What is the best mutation rate to pick for a crown age of 15M years?

Here, we assume to use the full DNA, but modify the fraction of DNA actually used, f_dna_used, below:

f_dna_used <- 1.0
testit::assert(f_dna_used >= 0.0 && f_dna_used <= 1.0)

What should the alignment length be to have one mutation per 1K years?

Hypothesis

Once per 15M years

crown_age <- 15 # million years
mutation_rate <- f_dna_used * 1.0 / crown_age # chance per nucleotide per million years

1 nucleotide has a resolution of 15M years. 2 nucleotides have a resolution of 7.5M years 15 nucleotides have a resolution of 1M years 15K nucleotides have a resolution of 1K years

sequence_length <- 15000 # base pairs

Methods

1. Simulate a phylogeny with only two branches and the correct crown age

#set.seed(1)
sum_edge_length <- crown_age * 2

# Simulate a tree with two taxa and the desired summed edge length 
while (1) {
  tree <- TreeSim::sim.bd.age(age = crown_age, numbsim = 1, lambda = 1.0 / crown_age, mu = 0.0, frac = 1.0, mrca = TRUE, complete = FALSE)[[1]]
  if (length(tree$tip.label) == 2) break
}
testit::assert(length(tree$tip.label) == 2) # 2 taxa
testit::assert(sum(tree$edge.length) == sum_edge_length)
ggtree(tree) + geom_treescale(x = 0, width = crown_age, color = "red", offset = 0.01)

2. Predict the number of non-silent mutations

On average all nuceotides will change.

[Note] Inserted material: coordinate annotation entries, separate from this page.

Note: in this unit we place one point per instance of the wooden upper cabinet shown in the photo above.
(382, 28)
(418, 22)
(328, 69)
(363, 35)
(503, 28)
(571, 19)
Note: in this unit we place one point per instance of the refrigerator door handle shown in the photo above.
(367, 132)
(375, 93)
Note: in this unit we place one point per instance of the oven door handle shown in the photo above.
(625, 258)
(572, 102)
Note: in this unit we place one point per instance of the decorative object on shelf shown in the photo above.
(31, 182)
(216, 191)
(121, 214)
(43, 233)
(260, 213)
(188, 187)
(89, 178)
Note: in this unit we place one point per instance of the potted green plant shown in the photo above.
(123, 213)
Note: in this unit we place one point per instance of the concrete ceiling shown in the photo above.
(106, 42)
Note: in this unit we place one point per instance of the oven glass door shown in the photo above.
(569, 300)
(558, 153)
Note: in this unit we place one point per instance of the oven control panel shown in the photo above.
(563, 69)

Of these mutations, each one has a 25% chance to be silent, for example, to go from adenine to adenine.

The number of expected observable mutations is then:

expected_n_diffs_naive <- mutation_rate * sequence_length * crown_age * 0.75
print(expected_n_diffs_naive)

However, there will be some nucleotides that will be picked twice or more, as there will be nucleotides that will never be picked.

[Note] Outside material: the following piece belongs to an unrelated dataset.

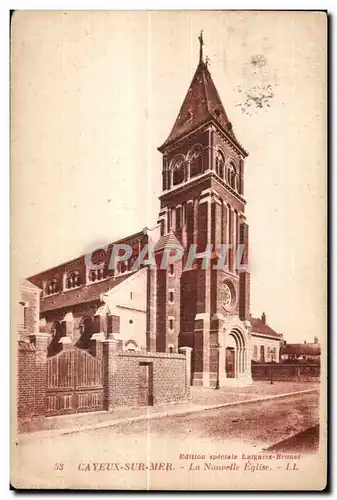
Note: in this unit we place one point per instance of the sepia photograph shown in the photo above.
(168, 250)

Here we run a simple simulation to add this to our expectation:

calc_exp_n_diffs <- function(sequence_length, f_dna_used) {
  # Create an alignment of zeroes
  nucleotides <- rep(0, sequence_length)
  # One mutation per base pair
  n_mutations <- sequence_length * f_dna_used
  # Pick the indices that will have a mutation
  random_indices <- 1 + (sort(floor(runif(min = 0, max = sequence_length, n = n_mutations))))
  # Put a random base pair there
  testit::assert(all(random_indices >= 1))
  testit::assert(all(random_indices <= length(nucleotides)))
  for (random_index in random_indices) {
    nucleotides[random_index] <- sample(x = 0:3, size = 1)
  }
  # Return the number of non-silent nucleotides
  testit::assert(sum(nucleotides != 0) > 0)
  sum(nucleotides != 0)
}
expected_n_diffs_sim <- mean(replicate(n = 100, calc_exp_n_diffs(sequence_length, f_dna_used)))
print(expected_n_diffs_sim)

From C++ I expect 7111.68 (code is at appendix):

expected_n_diffs_cpp_naive <- 7111.68 # Expects 15K mutations
expected_n_diffs_cpp_smart <- 7112.42 # Number of mutations also follows an exponential distribution

From Wikipedia:

# http://treethinkers.org/jukes-cantor-model-of-dna-substitution/
expected_n_diffs_tt <- (3/4)*(1 - exp(-8 * mutation_rate * crown_age / 2)) * sequence_length
print(expected_n_diffs_tt)

3. Simulate some alignments

At the root of the tree, we put a sequence of just as.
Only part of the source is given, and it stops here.